Durant la formation Sciences Pour Toutes et Tous (SPTT), nous avons été formées à la facilitation graphique par Solenn Bihan et Héléna Salazar (coopérative On est bien là). Cette méthode visuelle qui simplifie des concepts complexes, utilise des visuels pour aider à comprendre, rend les discussions plus interactives, encourage la participation et dépasse les barrières linguistiques est levier d’inclusion.

Attention, cependant, à ne pas y reproduire certains stéréotypes dans nos dessins comme le fait remarquer Supertilt dans ce billet de blog.

Langue égalitaire / langue inclusive
Pour une langue égalitaire, privilégie les termes épicènes (qui ne contiennent pas la marque du genre masculin ou féminin comme « personne » ou « équipe ») ; féminise les noms de métiers, appliquent l’accord de majorité ou de proximité, évite l’utilisation de mots dits universels comme « homme » pour parler de l’Humanité. Le point médian (alt+250 sur les claviers) est plutôt à utiliser en dernier recours car il peut provoquer des difficultés de lecture pour les dyslexiques. Autant de préconisations listées ici par Eliane Viennot, professeuse émérite de littérature de la Renaissance. Pour une communication respecteuse de toutes les identités de genre et sexuelle, le « Guide pour une communication équitable » écrit par Aix Marseille Université (AMU) propose, en page 42, quelques principes en communication orale, écrite et visuelle.

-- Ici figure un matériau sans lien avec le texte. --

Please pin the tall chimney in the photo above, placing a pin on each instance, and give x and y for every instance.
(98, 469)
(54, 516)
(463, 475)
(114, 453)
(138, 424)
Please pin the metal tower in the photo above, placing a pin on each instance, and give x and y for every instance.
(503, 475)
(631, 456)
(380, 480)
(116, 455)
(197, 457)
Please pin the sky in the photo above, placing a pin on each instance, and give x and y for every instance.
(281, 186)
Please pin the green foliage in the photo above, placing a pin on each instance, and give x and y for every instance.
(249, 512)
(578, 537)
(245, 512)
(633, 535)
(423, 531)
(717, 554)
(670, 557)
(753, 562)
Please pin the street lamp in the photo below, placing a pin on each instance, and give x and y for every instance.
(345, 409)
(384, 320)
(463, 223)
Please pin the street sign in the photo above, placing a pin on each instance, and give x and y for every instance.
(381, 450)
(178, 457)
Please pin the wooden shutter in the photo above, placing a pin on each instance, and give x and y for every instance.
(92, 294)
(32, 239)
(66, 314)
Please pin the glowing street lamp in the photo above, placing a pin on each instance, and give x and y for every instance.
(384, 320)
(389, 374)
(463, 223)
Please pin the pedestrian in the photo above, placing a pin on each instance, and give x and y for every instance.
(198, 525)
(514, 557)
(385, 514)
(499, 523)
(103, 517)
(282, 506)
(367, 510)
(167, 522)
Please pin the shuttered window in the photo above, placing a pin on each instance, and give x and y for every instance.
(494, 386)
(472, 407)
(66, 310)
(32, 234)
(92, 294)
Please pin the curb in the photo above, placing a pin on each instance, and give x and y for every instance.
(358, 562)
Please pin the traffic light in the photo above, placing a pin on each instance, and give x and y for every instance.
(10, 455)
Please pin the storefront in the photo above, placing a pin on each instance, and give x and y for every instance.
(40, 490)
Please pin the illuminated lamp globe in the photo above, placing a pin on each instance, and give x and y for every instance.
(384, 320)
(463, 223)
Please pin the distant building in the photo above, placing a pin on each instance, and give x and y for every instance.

Communication inclusive en audios et vidéos : le « guide de communication inclusive » créé par Equal Brussels donne quelques conseils des pages 33 à 35.  

Et dans l’organisation d’événements, à quoi être vigilant·e ?
Sur le sujet des stéréotypes de genre, ce document, rédigé par des services de l’Etat en Normandie, te sera utile.

Ce que nous avons observé : témoignages, usages et retours d'expérience

© Poupilipapou, Petits Gros Mots, 2025

Guide interne pour une communication inclusive

Au sein d’Ombelliscience, Aurélie Fouré, chargée de communication et des médias, a élaboré un guide pour une communication inclusive à l’usage des membres de l’association et des salarié·es. Il s’agit des choix faits par l’association pour répondre aux problèmes présentés dans ce chapitre. Cela ne constitue en rien une réponse unique et universalisable. Ces préconisations ont été discutées et validées par le conseil d’administration et sont amenées à évoluer.

Sylvain Lecomte est phytobiologiste et vulgarisateur au sein des Scientivores.

Il nous a expliqué avoir « adapté son discours » suite à la formation SPTT: « je féminise les mots par exemple. Quand j’utilise un terme technique, je veille aussi à ne pas faire comme si son sens était évident et connu de tous ou super compliqué, je l’accompagne tout de suite d’une définition. […]

Dans les références scientifiques que j’emploie et selon les thèmes que j’aborde, je ne cite pas que les scientifiques les plus célèbres mais je m’efforce d’aller rechercher des scientifiques moins connus et attestant, quand c’est possible, d’une diversité sociale, de genre ou de couleurs de peau. Par exemple, quand je parle de la gravité, je ne cite pas que Newton ! Et quand je ne trouve pas, je le pose de manière honnête comme un problème : "les sciences ont été plutôt faites par des blancs, des hommes, de milieux favorisés".